Stockton City Council Approves Monthly Telephone Fee To Fund 911 Services; Sacramento Officials Consider Similar Fee
The Stockton City Council on Tuesday voted 4-3 to implement a new monthly $1.50 fee for users of land-based and mobile telephones to fund the city's 911 dispatch system, the Stockton Record reports. Companies or residents with high-capacity lines will pay $36 per month. The fee, which is expected to generate $4.7 million in annual revenue, will help fund new locations and greater space for the dispatch centers, computer upgrades, a backup system and more dispatchers, according to city Police Chief Mark Herder. Herder added that the fee, which was originally proposed at $2.50 per month, will help the dispatch system handle the expected 10,000 additional calls each month after it takes over responsibility from the California Highway Patrol for fielding emergency calls from mobile phones. The fee is expected to begin appearing on phone bills in October.

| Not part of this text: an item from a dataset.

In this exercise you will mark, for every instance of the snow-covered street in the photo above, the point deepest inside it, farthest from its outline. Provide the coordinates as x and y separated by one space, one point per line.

Critics of the fee said that 911 access is a "basic government service" and that the "so-called fee" is actually a tax requiring voter approval, the Record reports. Gregory Turner, an attorney for the California Taxpayer Association said, "This isn't about need as much as process. We have a process in California for asking voters to approve taxes. This goes back to the old argument that the ends don't justify the means." Turner said that other cities have faced legal opposition to similar fees. Council member Larry Ruhstaller, who voted for the fee, said, "I don't like adding fees, but I would also hate to tell the library to absorb another round of cuts because we have to fund the police and fire departments" (Cooper, Stockton Record, 6/9).
In related news, the Sacramento County Board of Supervisors and the Sacramento City Council are considering whether to establish 911 maintenance fees of at least $2 a month for land-based phones, the Sacramento Bee reports. Under the proposal, businesses would be charged as much as $20 a month and residents at most $2.70 a month; businesses in the city would be charged no more than $27 a month; and city residents as much as $3.60 a month. The fee would not apply to phone lines for hospitals, not-for-profit groups, schools and state and federal agencies. The fee also would not be charged to cell phone users. Officials say the fee would cover as much as $16.5 million of the 911 service's $25.8 million annual budget and would be used to fund personnel, training, software and other system upgrades. The county board and city council will conduct hearings on the issue on Tuesday, and the fee could be in place by 2005 (Jahn, Sacramento Bee, 6/12).